Schlußfolgerung: Sie hatte nicht die Absicht, einen ihrer Informanten zu treffen.

c) Angenommen, sie hat einen anderen Mann getroffen.

Diese Annahme kann ich nicht beurteilen. Aber es ist die einzige Hypothese, die einen Sinn ergibt. Doch ich kann das nicht hinnehmen, ich kann nicht hinnehmen, daß sie einfach so geht, ohne mir wenigstens zu sagen, warum.

Sowohl Esther als auch ich waren immer stolz darauf, alle Schwierigkeiten im Leben gemeinsam anzugehen. Wir haben gelitten, uns aber niemals angelogen − auch wenn es zu den Spielregeln gehörte, den einen oder anderen Seitensprung zu verschweigen. Ich weiß, daß sie sich sehr verändert hat, seit sie diesen Mikhail kennengelernt hat, aber rechtfertigt das den Bruch mit einer zehnjährigen Ehe?

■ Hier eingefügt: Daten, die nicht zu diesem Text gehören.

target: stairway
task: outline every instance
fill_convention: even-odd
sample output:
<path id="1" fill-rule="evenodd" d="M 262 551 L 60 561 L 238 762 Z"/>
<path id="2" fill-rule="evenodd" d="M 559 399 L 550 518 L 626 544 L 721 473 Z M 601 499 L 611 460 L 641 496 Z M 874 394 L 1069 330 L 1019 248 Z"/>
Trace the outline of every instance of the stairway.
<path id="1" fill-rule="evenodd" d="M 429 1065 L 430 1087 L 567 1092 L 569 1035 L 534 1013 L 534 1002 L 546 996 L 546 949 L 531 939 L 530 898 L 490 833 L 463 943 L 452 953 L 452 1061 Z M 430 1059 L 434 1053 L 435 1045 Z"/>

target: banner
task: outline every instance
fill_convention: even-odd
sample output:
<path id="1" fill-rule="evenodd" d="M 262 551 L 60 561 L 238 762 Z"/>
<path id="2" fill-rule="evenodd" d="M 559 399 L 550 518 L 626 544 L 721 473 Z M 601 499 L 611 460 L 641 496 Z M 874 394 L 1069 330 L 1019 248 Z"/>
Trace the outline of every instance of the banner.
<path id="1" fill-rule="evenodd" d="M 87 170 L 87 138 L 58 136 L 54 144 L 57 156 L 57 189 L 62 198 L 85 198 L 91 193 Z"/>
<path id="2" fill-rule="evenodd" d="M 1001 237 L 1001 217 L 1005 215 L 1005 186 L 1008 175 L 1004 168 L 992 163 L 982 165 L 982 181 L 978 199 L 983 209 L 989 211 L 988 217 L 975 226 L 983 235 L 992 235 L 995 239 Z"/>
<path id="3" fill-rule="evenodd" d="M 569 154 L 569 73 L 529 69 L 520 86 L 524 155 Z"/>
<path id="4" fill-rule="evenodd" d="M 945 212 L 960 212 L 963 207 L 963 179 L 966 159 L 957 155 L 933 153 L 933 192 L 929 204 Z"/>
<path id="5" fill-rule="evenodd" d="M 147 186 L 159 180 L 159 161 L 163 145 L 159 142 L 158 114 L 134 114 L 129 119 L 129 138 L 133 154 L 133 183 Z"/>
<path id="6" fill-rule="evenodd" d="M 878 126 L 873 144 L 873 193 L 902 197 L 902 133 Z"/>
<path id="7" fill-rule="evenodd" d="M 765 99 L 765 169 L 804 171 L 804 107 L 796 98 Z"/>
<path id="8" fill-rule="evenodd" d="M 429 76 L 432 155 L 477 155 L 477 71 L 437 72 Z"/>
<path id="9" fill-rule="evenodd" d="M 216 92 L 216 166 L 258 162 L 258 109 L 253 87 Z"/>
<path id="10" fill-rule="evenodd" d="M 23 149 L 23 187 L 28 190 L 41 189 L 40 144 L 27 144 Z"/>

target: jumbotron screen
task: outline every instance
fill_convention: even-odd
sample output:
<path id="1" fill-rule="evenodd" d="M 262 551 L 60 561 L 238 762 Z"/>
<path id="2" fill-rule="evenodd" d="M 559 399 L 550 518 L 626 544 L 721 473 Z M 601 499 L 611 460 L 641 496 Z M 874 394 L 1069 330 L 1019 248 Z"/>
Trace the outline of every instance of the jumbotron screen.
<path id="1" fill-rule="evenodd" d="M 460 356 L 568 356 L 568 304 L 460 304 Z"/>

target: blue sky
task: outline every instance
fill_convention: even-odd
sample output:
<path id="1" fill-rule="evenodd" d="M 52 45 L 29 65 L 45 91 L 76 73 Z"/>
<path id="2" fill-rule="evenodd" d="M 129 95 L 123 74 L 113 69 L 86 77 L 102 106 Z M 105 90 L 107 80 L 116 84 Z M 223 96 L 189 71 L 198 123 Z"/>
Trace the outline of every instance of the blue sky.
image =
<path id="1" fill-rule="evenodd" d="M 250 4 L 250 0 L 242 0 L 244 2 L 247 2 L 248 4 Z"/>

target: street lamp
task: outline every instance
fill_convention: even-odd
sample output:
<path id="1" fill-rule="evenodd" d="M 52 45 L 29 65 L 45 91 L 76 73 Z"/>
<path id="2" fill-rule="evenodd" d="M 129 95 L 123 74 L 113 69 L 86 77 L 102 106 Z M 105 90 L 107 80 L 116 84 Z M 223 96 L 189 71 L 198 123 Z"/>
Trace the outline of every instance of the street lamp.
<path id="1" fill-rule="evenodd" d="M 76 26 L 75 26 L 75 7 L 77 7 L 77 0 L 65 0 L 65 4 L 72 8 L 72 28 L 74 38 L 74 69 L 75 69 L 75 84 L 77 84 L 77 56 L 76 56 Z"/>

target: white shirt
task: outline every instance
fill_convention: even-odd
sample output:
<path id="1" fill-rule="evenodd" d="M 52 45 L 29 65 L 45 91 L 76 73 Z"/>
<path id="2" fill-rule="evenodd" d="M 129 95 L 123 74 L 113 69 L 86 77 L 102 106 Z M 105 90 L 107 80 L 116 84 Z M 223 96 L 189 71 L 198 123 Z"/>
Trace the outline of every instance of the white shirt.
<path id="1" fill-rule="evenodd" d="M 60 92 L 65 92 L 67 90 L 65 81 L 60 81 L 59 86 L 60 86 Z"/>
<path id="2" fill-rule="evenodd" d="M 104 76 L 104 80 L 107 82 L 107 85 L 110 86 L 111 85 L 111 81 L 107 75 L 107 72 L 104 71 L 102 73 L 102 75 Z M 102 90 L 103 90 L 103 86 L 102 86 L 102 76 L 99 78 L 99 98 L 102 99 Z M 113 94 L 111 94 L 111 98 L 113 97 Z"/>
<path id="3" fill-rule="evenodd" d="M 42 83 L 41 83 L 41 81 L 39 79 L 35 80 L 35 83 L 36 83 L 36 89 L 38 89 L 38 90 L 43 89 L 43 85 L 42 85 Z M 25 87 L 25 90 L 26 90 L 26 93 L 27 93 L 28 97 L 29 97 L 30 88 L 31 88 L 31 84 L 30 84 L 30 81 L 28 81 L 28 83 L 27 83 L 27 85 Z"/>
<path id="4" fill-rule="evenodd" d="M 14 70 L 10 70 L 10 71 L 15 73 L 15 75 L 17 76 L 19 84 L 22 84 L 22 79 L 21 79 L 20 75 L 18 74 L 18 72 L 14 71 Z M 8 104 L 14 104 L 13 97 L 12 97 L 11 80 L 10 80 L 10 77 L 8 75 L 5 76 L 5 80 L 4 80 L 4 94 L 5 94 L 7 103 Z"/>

Selbst wenn sie mit ihm geschlafen, sich verliebt haben sollte, würde sie nicht alle unsere gemeinsamen Augenblicke, alles, was wir erreicht haben, auf eine Waage legen, bevor sie zu einem Abenteuer ohne Wiederkehr aufbrach?

Sie war frei, zu reisen, wohin sie wollte, sie lebte umgeben von Männern, von Soldaten, die lange keine Frau gesehen hatten, ich habe sie niemals gefragt, und sie hat mir nie etwas gesagt. Wir waren beide frei und stolz darauf.